Bank of America Online Servicing Division
Remember that "miserable failure" google-bomb on the whitehouse when Bush was in office. Google claimed that it couldn't do anything about it and it was impossible to fix. However, the bomb richochet'ed when Obama took over, but somehow since Obama has an "in" with the googleplex, so in moments somehow an "impossible" fix was created...
Google plays favorites, and unfortuantly for these credit card holders fixing this just isn't high on their priority list, they'd rather be jetting around in their private Nasa Jets and knocking elbows with the Obamas...
So some credit card numbers were stolen. So what? Nobody, except the merchants accepting them, lose anything from this. Certainly not the card holders. It is a minor hassle to get the cards reissued - and maybe the credit card company can actually take some action and do this in advance.
Is this "identity theft"? No. It certainly isn't IDENTITY THEFT!!! It is credit card fraud and it happens every day. I regularly get fraudulent charges on credit cards - using the card creates this risk. There are lots and lots of merchants out there both online and brick-and-mortar that think nothing of selling credit card numbers to thieves. It is obvious, because "stolen" credit card numbers are so incredibly common.
I am so sick of folks blaming Google Its not a FLAW in Google its a flaw in who ever left their e-buggery site insecure Google behaved as designed,It Cached and searched and archived a web page.
A possible analogy is like you make a credit card payment with a gas station and the gas station video security system records you typing in your PIN-code and doesn't handle the recording securely. Is that a known issue with the video camera (an inanimate object), or a known issue with the person that put up the security system who is too lazy to secure potentially harmful recordings?
Perhaps we can put this into a bigger question: is there a safe harbor for google to archive things accidentally put on the web forever, or are they required to do something when someone points this out something bad that their creation has done?
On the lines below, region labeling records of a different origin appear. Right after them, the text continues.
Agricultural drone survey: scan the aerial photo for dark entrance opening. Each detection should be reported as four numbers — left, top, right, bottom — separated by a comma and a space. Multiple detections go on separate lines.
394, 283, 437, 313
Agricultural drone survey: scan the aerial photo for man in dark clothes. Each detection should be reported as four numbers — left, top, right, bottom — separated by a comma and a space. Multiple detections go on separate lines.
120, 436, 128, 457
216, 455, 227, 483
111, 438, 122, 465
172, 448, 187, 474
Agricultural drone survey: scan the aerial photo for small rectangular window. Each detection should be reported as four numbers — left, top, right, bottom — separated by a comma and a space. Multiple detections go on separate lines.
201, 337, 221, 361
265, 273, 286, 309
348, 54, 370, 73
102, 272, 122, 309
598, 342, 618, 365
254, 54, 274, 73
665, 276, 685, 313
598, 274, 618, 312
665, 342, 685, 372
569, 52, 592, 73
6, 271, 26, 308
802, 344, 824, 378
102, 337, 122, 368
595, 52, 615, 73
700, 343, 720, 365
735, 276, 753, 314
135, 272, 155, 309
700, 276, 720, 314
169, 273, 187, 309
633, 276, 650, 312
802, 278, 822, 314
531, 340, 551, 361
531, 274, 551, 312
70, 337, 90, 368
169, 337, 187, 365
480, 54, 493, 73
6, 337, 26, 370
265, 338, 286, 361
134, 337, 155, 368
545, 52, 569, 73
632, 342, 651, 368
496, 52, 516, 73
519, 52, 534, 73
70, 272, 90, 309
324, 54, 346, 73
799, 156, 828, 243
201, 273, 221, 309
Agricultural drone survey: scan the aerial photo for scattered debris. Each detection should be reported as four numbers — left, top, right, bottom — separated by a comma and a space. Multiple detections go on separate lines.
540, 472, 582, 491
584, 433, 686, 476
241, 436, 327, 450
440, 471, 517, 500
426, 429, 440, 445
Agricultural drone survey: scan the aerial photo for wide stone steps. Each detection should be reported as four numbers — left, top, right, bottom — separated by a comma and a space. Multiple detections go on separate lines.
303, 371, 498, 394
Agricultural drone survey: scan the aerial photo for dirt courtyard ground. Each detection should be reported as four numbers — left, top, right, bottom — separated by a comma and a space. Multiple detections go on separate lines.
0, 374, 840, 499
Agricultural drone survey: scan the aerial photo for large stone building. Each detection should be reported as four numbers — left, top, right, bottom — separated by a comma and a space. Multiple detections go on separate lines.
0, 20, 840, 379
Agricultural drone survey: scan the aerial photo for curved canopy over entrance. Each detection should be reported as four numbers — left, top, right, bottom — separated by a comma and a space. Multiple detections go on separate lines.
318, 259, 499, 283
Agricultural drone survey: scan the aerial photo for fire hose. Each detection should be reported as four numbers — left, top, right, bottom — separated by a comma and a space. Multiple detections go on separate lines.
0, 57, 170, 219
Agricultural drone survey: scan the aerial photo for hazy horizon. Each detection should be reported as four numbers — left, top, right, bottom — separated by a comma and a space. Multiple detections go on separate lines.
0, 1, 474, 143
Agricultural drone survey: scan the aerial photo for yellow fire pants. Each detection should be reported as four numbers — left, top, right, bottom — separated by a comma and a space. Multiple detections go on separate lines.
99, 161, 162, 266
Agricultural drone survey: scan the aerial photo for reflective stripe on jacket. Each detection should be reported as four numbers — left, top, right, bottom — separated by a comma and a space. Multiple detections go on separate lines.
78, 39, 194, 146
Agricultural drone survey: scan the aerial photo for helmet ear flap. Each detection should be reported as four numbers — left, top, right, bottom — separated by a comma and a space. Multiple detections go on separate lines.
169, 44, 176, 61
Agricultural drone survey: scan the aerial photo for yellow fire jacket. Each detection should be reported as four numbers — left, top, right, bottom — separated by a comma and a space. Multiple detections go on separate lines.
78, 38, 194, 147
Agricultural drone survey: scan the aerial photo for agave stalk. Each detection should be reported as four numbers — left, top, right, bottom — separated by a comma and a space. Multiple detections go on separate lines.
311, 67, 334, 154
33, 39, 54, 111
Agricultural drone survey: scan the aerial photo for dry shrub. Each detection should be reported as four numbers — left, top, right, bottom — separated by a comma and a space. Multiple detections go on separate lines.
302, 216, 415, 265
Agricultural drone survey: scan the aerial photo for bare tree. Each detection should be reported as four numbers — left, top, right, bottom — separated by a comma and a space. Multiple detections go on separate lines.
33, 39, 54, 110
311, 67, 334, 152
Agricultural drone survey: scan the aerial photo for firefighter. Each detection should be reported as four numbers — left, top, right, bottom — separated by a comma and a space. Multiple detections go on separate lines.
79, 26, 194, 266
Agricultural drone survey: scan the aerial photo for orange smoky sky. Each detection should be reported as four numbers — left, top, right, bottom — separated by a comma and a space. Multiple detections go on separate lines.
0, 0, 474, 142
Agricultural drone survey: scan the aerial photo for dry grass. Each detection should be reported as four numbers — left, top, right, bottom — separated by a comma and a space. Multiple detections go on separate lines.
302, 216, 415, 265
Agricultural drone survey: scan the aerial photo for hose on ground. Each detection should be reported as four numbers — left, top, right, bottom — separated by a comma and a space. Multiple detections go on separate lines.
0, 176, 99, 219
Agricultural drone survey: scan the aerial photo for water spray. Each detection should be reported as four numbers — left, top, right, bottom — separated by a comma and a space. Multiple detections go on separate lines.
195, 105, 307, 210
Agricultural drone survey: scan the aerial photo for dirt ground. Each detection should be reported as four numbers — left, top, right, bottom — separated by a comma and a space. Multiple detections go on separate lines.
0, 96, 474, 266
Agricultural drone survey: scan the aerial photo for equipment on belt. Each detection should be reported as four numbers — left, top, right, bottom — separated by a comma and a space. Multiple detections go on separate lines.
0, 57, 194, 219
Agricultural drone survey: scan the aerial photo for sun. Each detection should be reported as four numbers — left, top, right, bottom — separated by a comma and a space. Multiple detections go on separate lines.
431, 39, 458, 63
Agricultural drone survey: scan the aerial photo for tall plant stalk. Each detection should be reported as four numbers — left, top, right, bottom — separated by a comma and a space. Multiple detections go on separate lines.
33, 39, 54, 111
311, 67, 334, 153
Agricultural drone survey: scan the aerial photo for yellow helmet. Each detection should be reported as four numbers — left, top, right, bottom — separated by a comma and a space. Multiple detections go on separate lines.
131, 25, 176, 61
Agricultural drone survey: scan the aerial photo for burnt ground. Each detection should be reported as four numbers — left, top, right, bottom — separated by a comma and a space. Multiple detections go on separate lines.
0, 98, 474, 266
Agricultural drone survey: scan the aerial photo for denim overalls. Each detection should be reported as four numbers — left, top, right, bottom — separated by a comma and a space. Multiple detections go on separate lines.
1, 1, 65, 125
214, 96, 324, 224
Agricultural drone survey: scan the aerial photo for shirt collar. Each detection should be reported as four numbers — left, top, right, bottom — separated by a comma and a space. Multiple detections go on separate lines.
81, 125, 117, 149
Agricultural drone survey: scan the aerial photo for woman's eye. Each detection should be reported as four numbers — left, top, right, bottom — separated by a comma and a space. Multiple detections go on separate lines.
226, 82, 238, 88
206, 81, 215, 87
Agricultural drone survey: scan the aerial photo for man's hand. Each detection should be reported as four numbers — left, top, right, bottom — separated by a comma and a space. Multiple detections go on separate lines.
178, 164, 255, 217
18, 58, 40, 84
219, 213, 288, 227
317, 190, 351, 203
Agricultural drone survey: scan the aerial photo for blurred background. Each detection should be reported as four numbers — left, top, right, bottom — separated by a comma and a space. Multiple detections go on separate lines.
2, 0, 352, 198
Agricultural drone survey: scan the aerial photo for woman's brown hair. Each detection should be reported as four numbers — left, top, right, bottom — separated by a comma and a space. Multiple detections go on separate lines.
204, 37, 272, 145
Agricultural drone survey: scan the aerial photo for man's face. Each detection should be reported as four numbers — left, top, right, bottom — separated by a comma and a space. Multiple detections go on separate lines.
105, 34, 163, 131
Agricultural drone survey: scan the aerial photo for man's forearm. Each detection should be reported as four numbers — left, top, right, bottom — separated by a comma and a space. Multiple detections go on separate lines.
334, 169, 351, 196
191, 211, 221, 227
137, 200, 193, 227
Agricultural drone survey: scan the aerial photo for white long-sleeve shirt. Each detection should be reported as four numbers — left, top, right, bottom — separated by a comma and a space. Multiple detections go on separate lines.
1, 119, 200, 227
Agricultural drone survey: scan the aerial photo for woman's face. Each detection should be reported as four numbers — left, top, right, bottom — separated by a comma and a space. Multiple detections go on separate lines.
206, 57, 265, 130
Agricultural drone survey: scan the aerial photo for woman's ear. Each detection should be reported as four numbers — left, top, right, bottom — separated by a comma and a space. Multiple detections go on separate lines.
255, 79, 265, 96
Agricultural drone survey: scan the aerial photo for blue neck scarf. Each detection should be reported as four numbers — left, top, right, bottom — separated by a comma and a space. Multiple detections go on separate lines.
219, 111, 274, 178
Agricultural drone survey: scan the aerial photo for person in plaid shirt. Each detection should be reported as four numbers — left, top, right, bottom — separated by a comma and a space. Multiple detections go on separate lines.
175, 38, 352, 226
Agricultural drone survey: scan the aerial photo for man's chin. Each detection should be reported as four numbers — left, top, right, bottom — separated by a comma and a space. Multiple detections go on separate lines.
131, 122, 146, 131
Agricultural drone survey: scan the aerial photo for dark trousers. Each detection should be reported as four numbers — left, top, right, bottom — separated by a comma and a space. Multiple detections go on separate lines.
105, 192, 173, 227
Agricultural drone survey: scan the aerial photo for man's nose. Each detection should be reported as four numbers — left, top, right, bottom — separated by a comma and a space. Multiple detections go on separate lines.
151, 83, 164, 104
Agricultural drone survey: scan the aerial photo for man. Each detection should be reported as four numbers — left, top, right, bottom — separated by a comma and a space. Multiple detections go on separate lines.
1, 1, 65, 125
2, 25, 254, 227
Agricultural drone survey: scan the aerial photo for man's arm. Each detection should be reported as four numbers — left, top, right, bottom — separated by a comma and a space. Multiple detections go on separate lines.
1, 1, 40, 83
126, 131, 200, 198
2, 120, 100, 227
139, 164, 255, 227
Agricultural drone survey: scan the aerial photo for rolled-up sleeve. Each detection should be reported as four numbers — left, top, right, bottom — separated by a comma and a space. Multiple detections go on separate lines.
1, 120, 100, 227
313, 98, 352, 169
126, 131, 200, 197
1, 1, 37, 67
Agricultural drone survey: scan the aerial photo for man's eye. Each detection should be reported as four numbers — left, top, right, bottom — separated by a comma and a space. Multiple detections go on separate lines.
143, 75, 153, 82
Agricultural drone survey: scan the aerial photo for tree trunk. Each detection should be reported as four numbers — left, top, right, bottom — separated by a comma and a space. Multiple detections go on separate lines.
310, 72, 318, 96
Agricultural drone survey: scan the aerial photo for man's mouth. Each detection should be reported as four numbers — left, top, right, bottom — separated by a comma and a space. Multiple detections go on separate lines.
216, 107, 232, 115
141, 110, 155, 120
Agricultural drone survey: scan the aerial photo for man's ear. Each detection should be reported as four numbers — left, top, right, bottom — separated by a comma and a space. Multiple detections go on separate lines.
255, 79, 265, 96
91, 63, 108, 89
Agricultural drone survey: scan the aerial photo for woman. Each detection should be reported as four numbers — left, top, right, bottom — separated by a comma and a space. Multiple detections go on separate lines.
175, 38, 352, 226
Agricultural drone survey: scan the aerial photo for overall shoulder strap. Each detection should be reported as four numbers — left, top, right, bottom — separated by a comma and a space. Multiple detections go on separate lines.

As a silly example, is that imagine there was a coal-burning plant built that provided electricity. Some time later it is discovered that mercury was being billowed in the air. Does the plant have the safe harbor that all it was doing was burning coal and providing electricity, both perfectly legal and standard activities and can continue to do this forever? I think not, new information about devastating side effects of their operation have been revealed. They have a duty to change their operations even though it may not have been forseen. If they do not change their operations, they can be held liable... IANAL, but this seems reasonable to me...
I tried it just now with a friend's credit card, but all I got were porn sites.
You'll also need an htaccess file. Otherwise you're telling any spiders who don't obey robots.txt and malicious users exactly where to go (though you shouldn't be storing credit card numbers on a web server anyway).
Say (hypothetically) you had found the site and wanted to warn the people whose details had been listed. How would you do it: would you go to the issuer, the compromised site, or just phone/email the people in question?
First, I should say- in my opinion, what is commonly called identity theft is really just theft made easy by failure to identify. So, the credit industry's poor procedures are the real problem.
But- Google, if it is to be a responsible corporate citizen, must have quick, easy and effective procedures for purging sensitive data from the cache. Arguably, they should do this without being asked in some cases (like this one).
I won't make any apologies for a two sentence post on Slashdot not being a comprehensive guide to website security. It was a simple, common example. You presented robots.txt as some kind of solution to what happened when it not only *isn't*, it could have easily made the situation much worse by pointing a big, blinking arrow to where the sensitive information is. I'm not the only person who interpreted it that way and your overreaction to it suggests you aren't as confident in your knowledge as you pretend to be.